How many times have you started off on a Monday with good intentions to select nutritious food when you're on the go, stick to a desk salad at lunch and then make a delicious and satisfying dinner when you get home from work? Or maybe you're already past this and know it's likely not going to happen because meetings pile up, kids have to be picked up from practice, your pet destroyed the furniture while you were out, creating a huge mess to clean get the picture.


What comes to mind when you see this image? It might be silly, but to me (lover of a good cake doughnut), this is a perfect example of what can happen if you don't create a menu in advance.
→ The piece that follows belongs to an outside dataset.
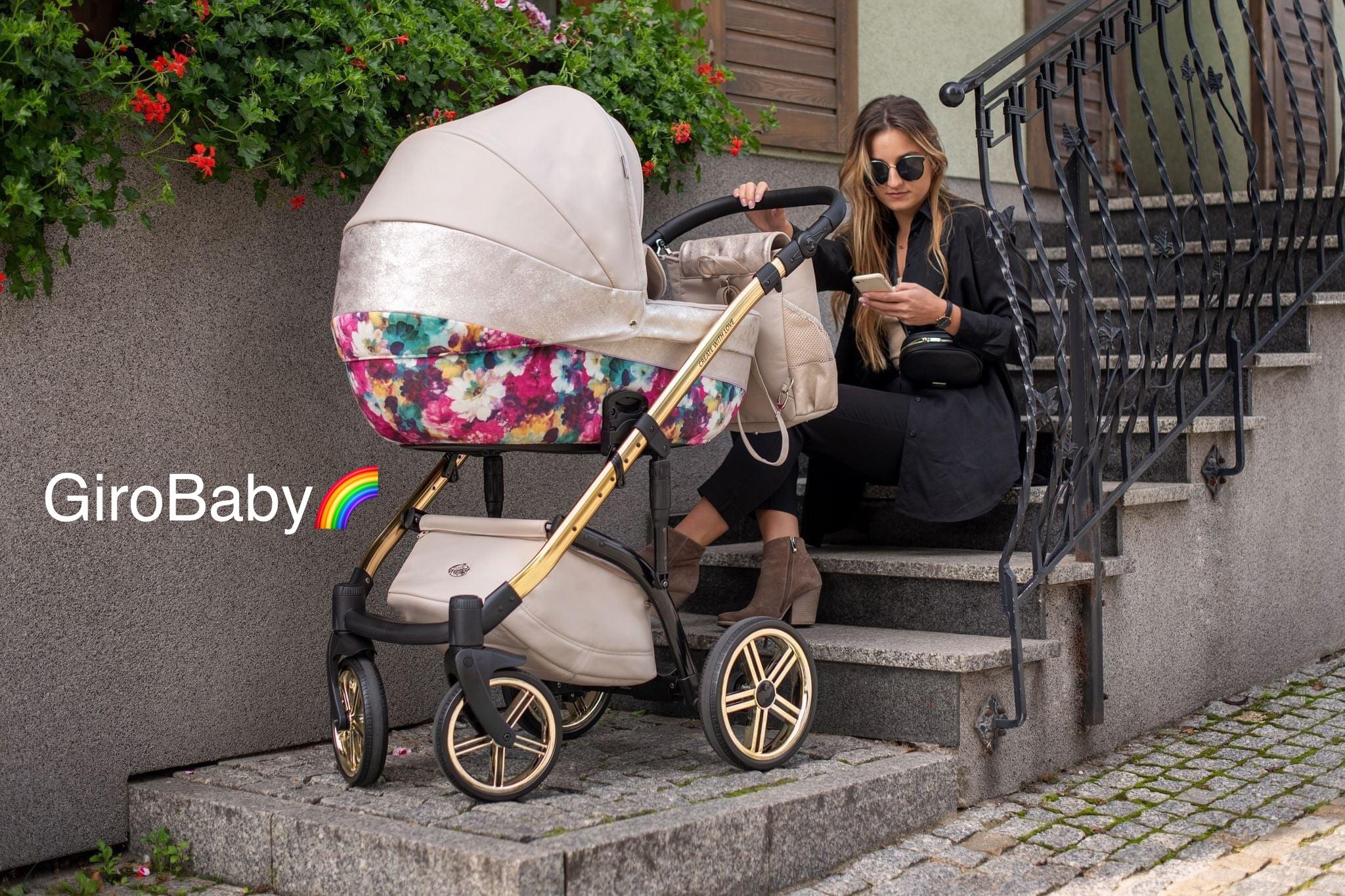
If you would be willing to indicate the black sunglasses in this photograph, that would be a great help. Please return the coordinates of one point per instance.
(908, 168)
It's not often that you'll find anything too nutritious hanging from a rack at a convenient store, but often, that might be the quickest or closest thing to provide sustenance as you go, go, go from one event to the next.


If you're tired of the ups and downs of being motivated to eat right one minute and caving into the next tasty thing you see at the corner store the next, then meal planning and meal prep are going to be your new best friends! Not to overload you in one post, here are three super basic tips to keep in mind as you try your hand at meal planning and preparation:


  1. Start with meal planning. While both planning and prep are important, you can't prepare something if you don't have a recipe, proper ingredients and the time to actually do it. By skipping this step, you're setting yourself up to skip meals, become hangry and reach for the nearest doughnut or other processed food you can get. 
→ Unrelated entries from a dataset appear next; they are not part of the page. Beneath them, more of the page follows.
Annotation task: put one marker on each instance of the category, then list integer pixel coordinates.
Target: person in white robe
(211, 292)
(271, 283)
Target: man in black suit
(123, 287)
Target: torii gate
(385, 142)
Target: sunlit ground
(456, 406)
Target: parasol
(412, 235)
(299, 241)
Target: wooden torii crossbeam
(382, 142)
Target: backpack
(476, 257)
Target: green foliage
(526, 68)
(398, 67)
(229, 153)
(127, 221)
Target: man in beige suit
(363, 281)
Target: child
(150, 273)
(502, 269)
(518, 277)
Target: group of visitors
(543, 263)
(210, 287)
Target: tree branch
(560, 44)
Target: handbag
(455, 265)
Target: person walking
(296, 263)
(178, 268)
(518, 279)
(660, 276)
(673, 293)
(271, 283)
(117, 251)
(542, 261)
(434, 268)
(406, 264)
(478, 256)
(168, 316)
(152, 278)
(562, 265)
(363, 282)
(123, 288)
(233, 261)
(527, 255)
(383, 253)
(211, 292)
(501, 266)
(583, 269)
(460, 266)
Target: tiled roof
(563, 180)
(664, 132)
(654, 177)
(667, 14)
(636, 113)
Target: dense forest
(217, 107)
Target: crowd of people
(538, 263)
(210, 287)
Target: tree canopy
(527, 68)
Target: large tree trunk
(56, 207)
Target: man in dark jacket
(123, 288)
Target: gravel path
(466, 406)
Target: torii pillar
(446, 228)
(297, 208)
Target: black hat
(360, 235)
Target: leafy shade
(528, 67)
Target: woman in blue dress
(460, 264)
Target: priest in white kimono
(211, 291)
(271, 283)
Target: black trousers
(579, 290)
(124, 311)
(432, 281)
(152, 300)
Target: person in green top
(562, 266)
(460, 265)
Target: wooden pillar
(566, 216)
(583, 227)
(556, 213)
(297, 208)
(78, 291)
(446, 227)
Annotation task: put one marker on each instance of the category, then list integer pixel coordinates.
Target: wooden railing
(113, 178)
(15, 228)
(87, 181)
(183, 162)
  2. Pick a day and put it on the calendar. Consistency is key, as is carving out the time. The best way to do this is decide what day you will have a little bit of time to sit down, evaluate the upcoming week, browse a few recipes or brainstorm things you already know how to make, and then create a shopping list. Note: you do not need to plan and shop on the same day! I personally like planning on Friday and grocery shopping Saturday so I can do a bit of prep on Sunday (but more on that in a future post). This will depend entirely your schedule and personal preference.

  3. Keep it simple. As with anything, it might be tempting to go all in and start adding new recipes to your calendar back to back. But if they are new to you, they may take longer than expected (don't trust the stated prep and cook times on most recipes), you may have more or less leftovers than planned, etc. Start small and see how it goes. Remember, you don't even need to use recipes if you have a few go-to items you can rely on already. Things like tuna / chicken / egg salad sandwiches, roasted vegetables, and pasta with some added protein are quick to make and don't require much prep time.


As you start building your weekly meal planning habit, then you can begin to experiment with more complex recipes, cooking more throughout the week and even things like batch cooking ahead of time. But until then, reflect on what worked for you and what didn't each week to create a customized routine that compliments your busy lifestyle.